L’ouvrage que voici « n’est pas une thèse ni un livre érudit », avance d’entrée de jeu, modestement, Anne Trépanier, historienne et professeur à l’Université Carleton d’Ottawa. Sous un titre original et percutant, l’auteure signe néanmoins un essai que l’on peut ranger aisément parmi les travaux universitaires dignes de mention.

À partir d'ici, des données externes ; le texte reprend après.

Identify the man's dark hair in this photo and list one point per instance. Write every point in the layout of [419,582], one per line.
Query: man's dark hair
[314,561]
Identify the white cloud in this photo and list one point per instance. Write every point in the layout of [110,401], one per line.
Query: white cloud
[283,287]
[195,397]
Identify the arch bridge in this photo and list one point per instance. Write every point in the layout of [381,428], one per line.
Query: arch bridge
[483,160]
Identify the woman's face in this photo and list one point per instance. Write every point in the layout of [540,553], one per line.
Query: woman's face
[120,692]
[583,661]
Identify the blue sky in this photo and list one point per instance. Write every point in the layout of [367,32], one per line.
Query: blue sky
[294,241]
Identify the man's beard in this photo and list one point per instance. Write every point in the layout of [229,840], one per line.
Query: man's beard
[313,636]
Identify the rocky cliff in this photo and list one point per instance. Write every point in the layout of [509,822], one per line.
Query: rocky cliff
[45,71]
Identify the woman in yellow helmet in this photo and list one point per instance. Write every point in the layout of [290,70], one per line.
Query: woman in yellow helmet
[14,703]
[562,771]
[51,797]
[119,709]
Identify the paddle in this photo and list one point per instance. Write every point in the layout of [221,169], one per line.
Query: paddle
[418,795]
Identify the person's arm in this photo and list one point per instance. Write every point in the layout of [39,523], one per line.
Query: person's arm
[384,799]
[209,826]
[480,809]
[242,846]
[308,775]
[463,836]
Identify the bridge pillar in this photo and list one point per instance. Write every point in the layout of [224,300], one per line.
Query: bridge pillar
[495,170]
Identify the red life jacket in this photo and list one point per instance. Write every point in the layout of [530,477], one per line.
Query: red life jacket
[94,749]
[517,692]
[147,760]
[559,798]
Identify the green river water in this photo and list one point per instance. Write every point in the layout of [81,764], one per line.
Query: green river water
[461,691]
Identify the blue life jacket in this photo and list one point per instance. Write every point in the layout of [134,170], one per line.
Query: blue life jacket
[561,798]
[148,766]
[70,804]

De l’hydre au castor explore avec force détails, multiples citations et moult reproductions de caricatures ce que la presse livrait à ses lecteurs dans les années qui ont mené à la réorganisation du Canada par l’Acte d’Union de 1840. Anne Trépanier a choisi pour ce faire près d’une quarantaine de journaux français et anglais, dont plus de la moitié appartient à la presse satirique du temps, tels que Le Charivari canadien, La Scie, Le Perroquet, Le Grognard, The Satirist, Grinchuckle, Grip et The Arrow. L’essayiste s’emploie d’abord, au premier chapitre, à dégager « l’imagier de la Confédération » chez « les trois grands joueurs de la période préconfédérale », à savoir les quatre provinces de l’Amérique du Nord britannique, le Royaume-Uni et les États-Unis. Les tropes qui les représentent sont, dans l’ordre, les personnages du « Canayen », « Baptiste » (ou « Jean-Baptiste », ou « Ti-Jean »), de l’Anglais « John Bull » et de l’Américain « Brother Jonathan » (suivi plus tard de l’ « oncle Sam »). Les caricatures les montrent vêtus, le premier, de la tuque traditionnelle des anciens Canadiens, des mocassins (ou souliers de bœuf) et des pantalons larges en étoffe du pays ; le deuxième, du haut de forme et du gilet taillé dans l’Union Jack ; le troisième, d’une redingote et d’un pantalon rayé, et portant longue barbe.
Le deuxième chapitre résume « les moments forts d’un pays imaginé », parmi lesquels on trouve les conférences de Charlottetown et de Québec, en 1864, les grands conseils des Premières nations, en 1870 à Grand River et en 1874 à Sarnia, où « les Autochtones ont fougueusement discuté de leur place dans la Confédération », et les débats autour du choix de la capitale du nouveau pays. Le chapitre suivant « examine la mise en scène journalistique d’acrobates dans l’arène politique ». Les journalistes et les caricaturistes y exploitent notamment la métaphore du mariage forcé, du mariage de raison et du divorce. L’essayiste consacre ses deux dernières parties à la métaphore médicale, d’une part, et à la figure du monstre, d’autre part, laquelle devient l’une des expressions favorites des journaux satiriques. On y voit par exemple les docteurs « Craniose » et « Tâte-Bosse » pratiquer la phrénologie (étude de l’interprétation des bosses du crâne), qui est, avec le mesmérisme (équilibre du fluide du corps humain par l’électricité), l’une des deux pseudosciences nouvelles à l’époque. Pour représenter la Confédération, les dessinateurs ont longtemps utilisé l’image de l’hydre (monstre fabuleux à multiples têtes), tout comme celles de la pieuvre, du serpent, du ver de terre et d’autres encore : spectres, fantômes, vampires ou ogres.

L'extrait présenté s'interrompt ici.